Can we build fire-resilient water systems?
As wildfires worsen globally, water quality problems will affect millions of people who live in threatened watersheds. In addition to cutting planet-heating emissions, specific solutions are needed to protect public health and safety from the inevitable fires to come.
Researchers who studied the aftermath of the Tubbs and Camp Fire have called for standardized and streamlined water quality monitoring following wildfires. They recommend a “do not use” order following any wildfire that burns through developed areas. Other recommendations include updated building codes to limit the spread of contaminated water within damaged distribution systems.
Clear health and safety guidance in the aftermath of a fire is crucial. In the months following the Camp Fire, surveys of 233 households within the affected community showed 54% had some level of anxiety about water contamination, and 85% were seeking alternative water sources. The public needed clear recommendations about drinking water safety, including how to conduct at-home testing. Following a fire, clear and regular communication may be required for months or years, depending on the scope of contamination.
Municipalities may also identify standard operating procedures and fire response policies before disaster strikes. A new study examining the 2021 Marshall fire in Colorado outlined potential mitigation procedures that municipalities could implement, from emergency planning to post-fire flushing protocols.
“There are very simple straightforward actions that municipalities can take today to prevent wide-scale water distribution system contamination,” said Andrew Whelton, a lead author of the study. For example: “isolating your water distribution center into zones so that if one part of the system is damaged it doesn’t spread to the other parts of the system.”
Having a plan in place will reduce confusion and increase trust and efficiency in the wildfire response, recent research suggests. One vital consideration is the level of water contamination that constitutes acceptable or unacceptable health risks.
“There are certain conditions that would indicate that your water is lightly contaminated and you should not use it,” Whelton said. “The Marshall Fire case study identifies those conditions, and another study identifies conditions of contamination in private wells. Your water can be chemically contaminated after a fire, and you have to do testing to determine if it is safe or not.”
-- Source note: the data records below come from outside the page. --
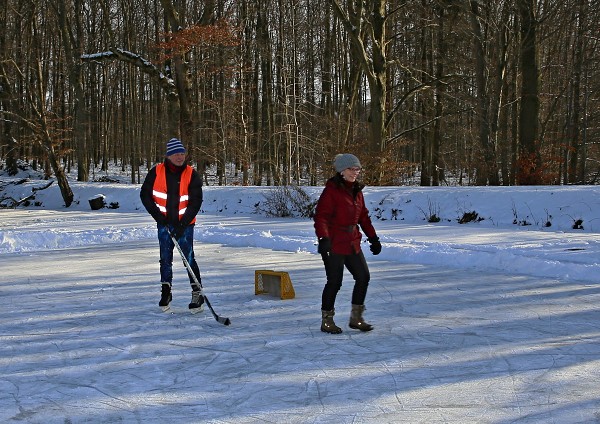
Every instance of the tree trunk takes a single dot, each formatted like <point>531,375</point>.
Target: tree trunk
<point>529,163</point>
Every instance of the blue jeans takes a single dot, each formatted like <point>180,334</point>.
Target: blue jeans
<point>186,242</point>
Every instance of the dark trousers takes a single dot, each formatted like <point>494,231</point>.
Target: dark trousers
<point>334,269</point>
<point>186,242</point>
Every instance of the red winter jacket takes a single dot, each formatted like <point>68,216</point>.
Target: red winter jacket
<point>340,210</point>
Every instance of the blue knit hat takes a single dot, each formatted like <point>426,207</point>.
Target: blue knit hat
<point>344,161</point>
<point>174,146</point>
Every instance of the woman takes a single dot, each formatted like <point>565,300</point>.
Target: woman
<point>340,210</point>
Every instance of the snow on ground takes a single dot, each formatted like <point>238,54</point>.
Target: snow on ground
<point>491,321</point>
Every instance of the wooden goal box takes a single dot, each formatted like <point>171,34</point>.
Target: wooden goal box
<point>275,283</point>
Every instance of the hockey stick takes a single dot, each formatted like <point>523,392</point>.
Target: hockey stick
<point>198,284</point>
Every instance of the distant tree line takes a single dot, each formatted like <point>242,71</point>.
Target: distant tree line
<point>488,92</point>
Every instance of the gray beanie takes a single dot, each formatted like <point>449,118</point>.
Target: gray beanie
<point>345,160</point>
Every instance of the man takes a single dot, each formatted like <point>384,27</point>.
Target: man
<point>172,195</point>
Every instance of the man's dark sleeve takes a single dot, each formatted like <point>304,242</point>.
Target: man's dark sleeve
<point>195,198</point>
<point>146,195</point>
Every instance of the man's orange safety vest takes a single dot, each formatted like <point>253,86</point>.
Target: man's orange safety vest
<point>159,191</point>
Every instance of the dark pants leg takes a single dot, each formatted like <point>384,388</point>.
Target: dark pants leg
<point>334,269</point>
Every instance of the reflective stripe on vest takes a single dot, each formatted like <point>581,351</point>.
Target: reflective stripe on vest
<point>159,191</point>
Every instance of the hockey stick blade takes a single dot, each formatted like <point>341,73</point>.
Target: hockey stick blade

Understanding these thresholds will lend clarity and speed to post-fire decision-making. And with climate change accelerating, the need for standardized practices that will educate the public about water safety and ensure access to clean water will only grow.
Alex Urquhart is the research and modeling manager at Energy Innovation Policy and Technology LLC® and Tanya Petach is the Climate Science Fellow at the Aspen Global Change Institute. Both organizations are Yale Climate Connections content-sharing partners.
*This post was updated Feb. 3, 2023, to reflect the correct spelling of Andrew Whelton’s name.